Han sido 32 años trabajando en Falcón. Primero, en la secundaria básica que ahora es el centro mixto Antonio Guiteras, porque además existe un preuniversitario. Esto le posibilitó impartirles clases a los mismos alumnos que tenía, desde séptimo grado hasta duodécimo. De tal manera se ha mantenido siete cursos en preuniversitario.

«Fui profesora general integral, los llamados PGI. Pienso que no fue una locura como algunos opinan. Impartí todas las asignaturas, menos Español. Me gustó tanto la Historia como las Matemáticas. La experiencia me ayudó a elevar la cultura general integral. Se decía que el sistema no ayudaba a enseñar a los estudiantes, pero en mi criterio eso depende del profesor».

Una de las mayores satisfacciones de Omaida ha sido preparar a los alumnos para el IPVCE y saber que de 25 alumnos aprobaron 24 la asignatura de Matemáticas.

«Transitar con los alumnos es muy bueno, porque conoces las carencias personales y académicas. Algunos alumnos imponen retos para poder motivarlos. Hay que trabajar para que no se queden detrás. Ahora imparto el duodécimo grado, un grupo académicamente muy bueno cuya familia muestra un gran interés. El cariño de los alumnos no se supera con nada. Me ven como su segunda mamá. A menudo me encuentro estudiantes en diferentes lugares y me satisface que me recuerden como su profesora».
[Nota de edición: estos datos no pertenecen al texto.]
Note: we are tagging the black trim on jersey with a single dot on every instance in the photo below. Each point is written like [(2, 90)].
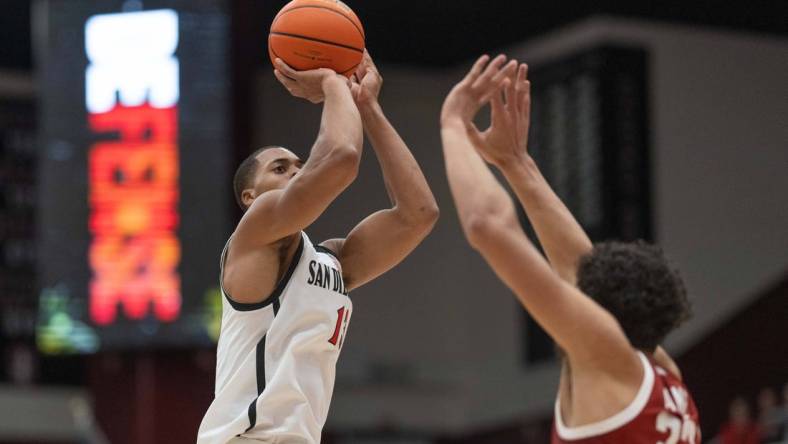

Omaida reconoce que imparte una asignatura de no es del agrado de muchos. Siempre a inicios de curso hace un diagnóstico y son pocos a los que les gusta la Matemática.

«A medida que tienen conocimiento y van aprendiendo, buscas alternativas y logras que sean más los interesados en la asignatura. Además, para mí es un placer impartir clases. Pasé mucho sacrificio para poder llegar. Recuerdo a mi profesor de  grado 12 que me enseñó a dar todo de mí para llegar a ser lo que soy. La Matemática no es leer, es buscar habilidades, y eso se alcanza haciendo ejercicios».

La geometría plana le dio trabajo, le exigió mucho y tuvo que prepararse bien. Prefiere el álgebra y la aritmética. Pero gracias a su empeño cotidiano, Falcón hoy cuenta con varios jóvenes matriculados en la universidad, y la gran alegría de Omaida es que lo hacen en las carreras que siempre prefirieron.

«No merezco tantos reconocimientos. En 2010 recibí la Medalla por la Educación Cubana, y ahora fue una sorpresa recibir el Premio Especial del Mined. Creo que haya sido por el aporte que he brindado a la educación cubana, a la formación de nuevos profesionales. Muchos de mis alumnos son hijos de quienes antes fueron mis educandos», concluye emocionada.